E ela permanecera sentada no sofá, respirando
profundamente, brindando com a solidão.
Cedo, antes do despertar do sol, Sofia, entre tantas
escolhas, optou por si mesma. Naquela manhã tocou sua pele, marcada, com um
afeto desconhecido, ímpar. Viu seus olhos no espelho e notou: eram castanhos,
da cor de seus cabelos, da cor que vira que eram em sua infância. Ah, aquele
Natal em que ganhara de sua mãe uma boneca, a qual nomeara de princesa
Victória, que morava em um imenso castelo e que era cortejada por um príncipe,
que a defenderia de todos os males, que daria a vida por um simples beijo, que,
e eram tantos os quês, que alimentaram a sua pureza infantil.
O sol entrava pela janela do quarto, devagar, aquecendo
aquele ambiente tão frio, apertado demais para dois, assustadoramente imenso
para um. Ainda contemplando sua imagem refletida, aos poucos o corpo de um ser
humano ia tomando forma. O contorno feminino, por tantas vezes negligenciado,
ia surgindo como uma imagem sacra. Braços, pernas, ombros, face. Sofia respirou
profundamente e admirou o movimento de seu diafragma. Soltou o ar, suavemente,
devagar como uma pluma solta a brisa de verão.
Linha após linha ia delineando-se feições jovens, mas
marcadas pelo chicote impiedoso do convívio com a loucura. Agora, já não era o
rosto de outrora, e esse não voltaria mais, mas o olhar de ontem, perdido, que
vinha se manifestando entre turbilhões de pensamentos confusos e insistentes. A
cada segundo deleitava-se mais e mais com as ideias que emanavam de sua razão.

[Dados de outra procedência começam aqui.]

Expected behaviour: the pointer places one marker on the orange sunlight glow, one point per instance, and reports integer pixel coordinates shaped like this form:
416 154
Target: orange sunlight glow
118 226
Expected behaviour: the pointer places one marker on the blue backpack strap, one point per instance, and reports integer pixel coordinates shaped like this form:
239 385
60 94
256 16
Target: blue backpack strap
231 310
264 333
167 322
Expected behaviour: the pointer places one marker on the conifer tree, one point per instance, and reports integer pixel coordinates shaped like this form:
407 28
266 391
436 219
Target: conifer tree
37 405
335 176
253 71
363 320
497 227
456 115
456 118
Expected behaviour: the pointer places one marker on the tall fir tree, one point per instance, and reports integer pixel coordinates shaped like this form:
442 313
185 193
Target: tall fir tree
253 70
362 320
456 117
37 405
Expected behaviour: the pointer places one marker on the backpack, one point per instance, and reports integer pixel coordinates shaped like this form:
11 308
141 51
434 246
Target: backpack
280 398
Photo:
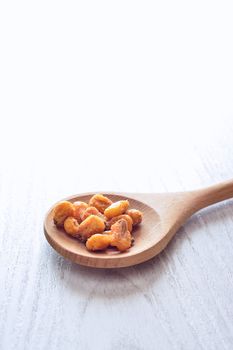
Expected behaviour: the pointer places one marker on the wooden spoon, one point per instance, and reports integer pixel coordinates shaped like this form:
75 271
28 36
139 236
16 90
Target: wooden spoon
163 215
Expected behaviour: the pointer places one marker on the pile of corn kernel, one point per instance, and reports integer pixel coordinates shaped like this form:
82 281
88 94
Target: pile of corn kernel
100 223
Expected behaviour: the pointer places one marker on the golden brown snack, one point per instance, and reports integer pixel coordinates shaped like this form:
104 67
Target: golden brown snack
116 209
91 211
100 202
136 216
116 218
71 226
121 237
108 232
91 225
98 242
61 212
79 207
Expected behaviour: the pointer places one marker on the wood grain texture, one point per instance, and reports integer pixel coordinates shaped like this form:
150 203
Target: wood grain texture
124 97
163 214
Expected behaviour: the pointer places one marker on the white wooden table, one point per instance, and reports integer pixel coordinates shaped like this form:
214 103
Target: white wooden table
119 97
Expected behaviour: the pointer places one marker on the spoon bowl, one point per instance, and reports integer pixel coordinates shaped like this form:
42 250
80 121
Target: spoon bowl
163 215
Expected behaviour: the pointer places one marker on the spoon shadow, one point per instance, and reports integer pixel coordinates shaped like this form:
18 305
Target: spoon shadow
121 283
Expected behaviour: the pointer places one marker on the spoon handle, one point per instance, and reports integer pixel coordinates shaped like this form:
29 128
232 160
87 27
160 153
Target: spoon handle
213 194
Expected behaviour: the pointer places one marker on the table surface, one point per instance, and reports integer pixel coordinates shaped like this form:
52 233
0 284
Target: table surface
126 96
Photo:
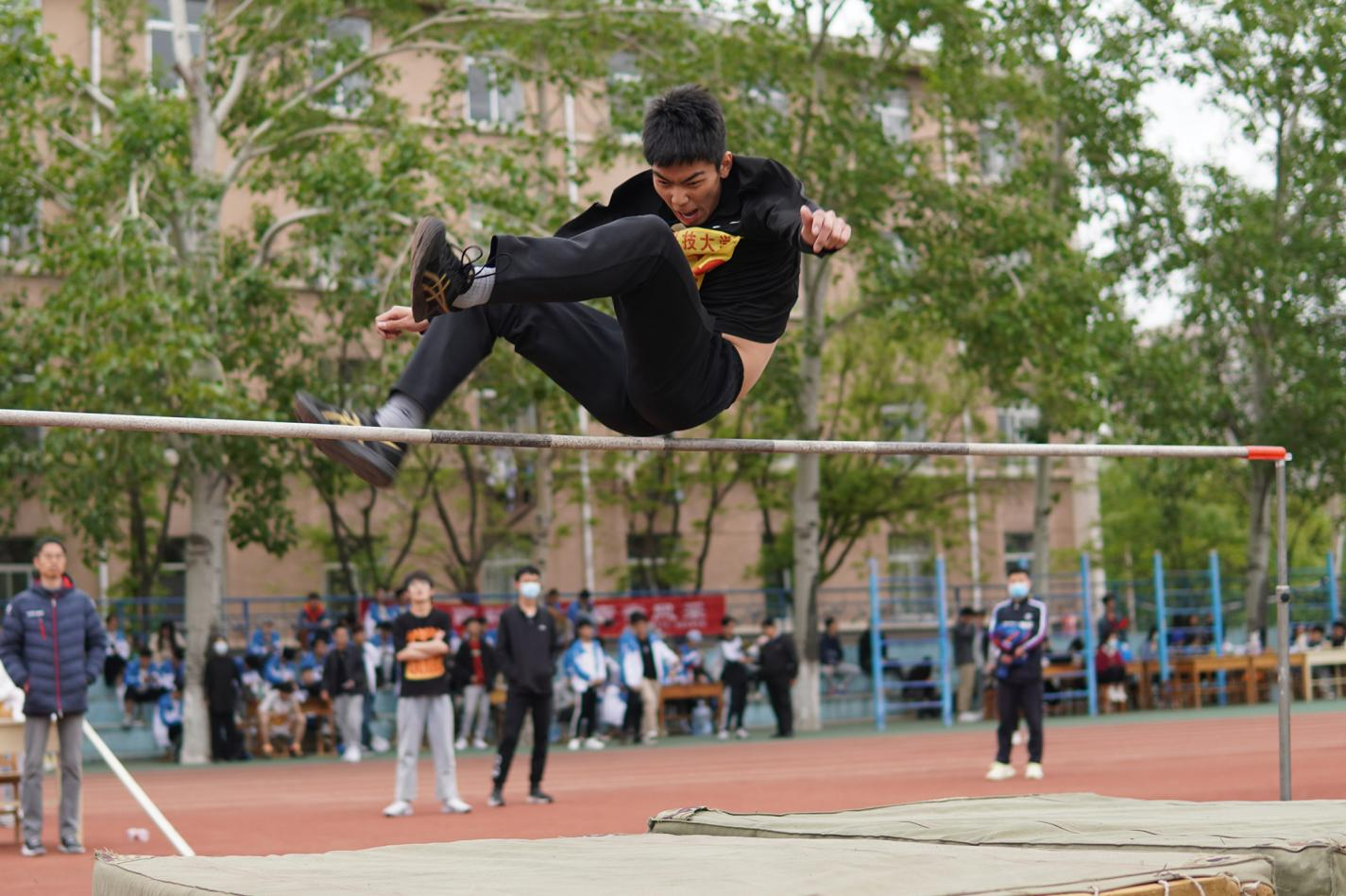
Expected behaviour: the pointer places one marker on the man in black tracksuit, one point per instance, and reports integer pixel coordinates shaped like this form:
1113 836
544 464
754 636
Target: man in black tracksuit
1018 634
700 255
526 643
779 664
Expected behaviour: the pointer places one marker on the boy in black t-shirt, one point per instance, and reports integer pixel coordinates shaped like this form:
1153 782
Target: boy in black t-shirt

Nesse momento era necessário ouvir a voz da tida consciência. Por que se calara
antes? Por que nunca dominara as emoções que transbordavam seu ser? Por que
Sofia não se ouvira antes…
Pensamentos que
tomavam conta de sua mente e arrepiavam sua pele. Queimava-a por dentro e
partia seu coração. Viu seus olhos no espelho novamente e notou: eram
castanhos, da cor de seus cabelos, da cor que vira que eram em sua infância. Já
podia abri-los, já podia observar mais alto, erguer sua cabeça, olhar para um
céu onde tudo é bom. Onde o amor prevalece e a vida possui sentido.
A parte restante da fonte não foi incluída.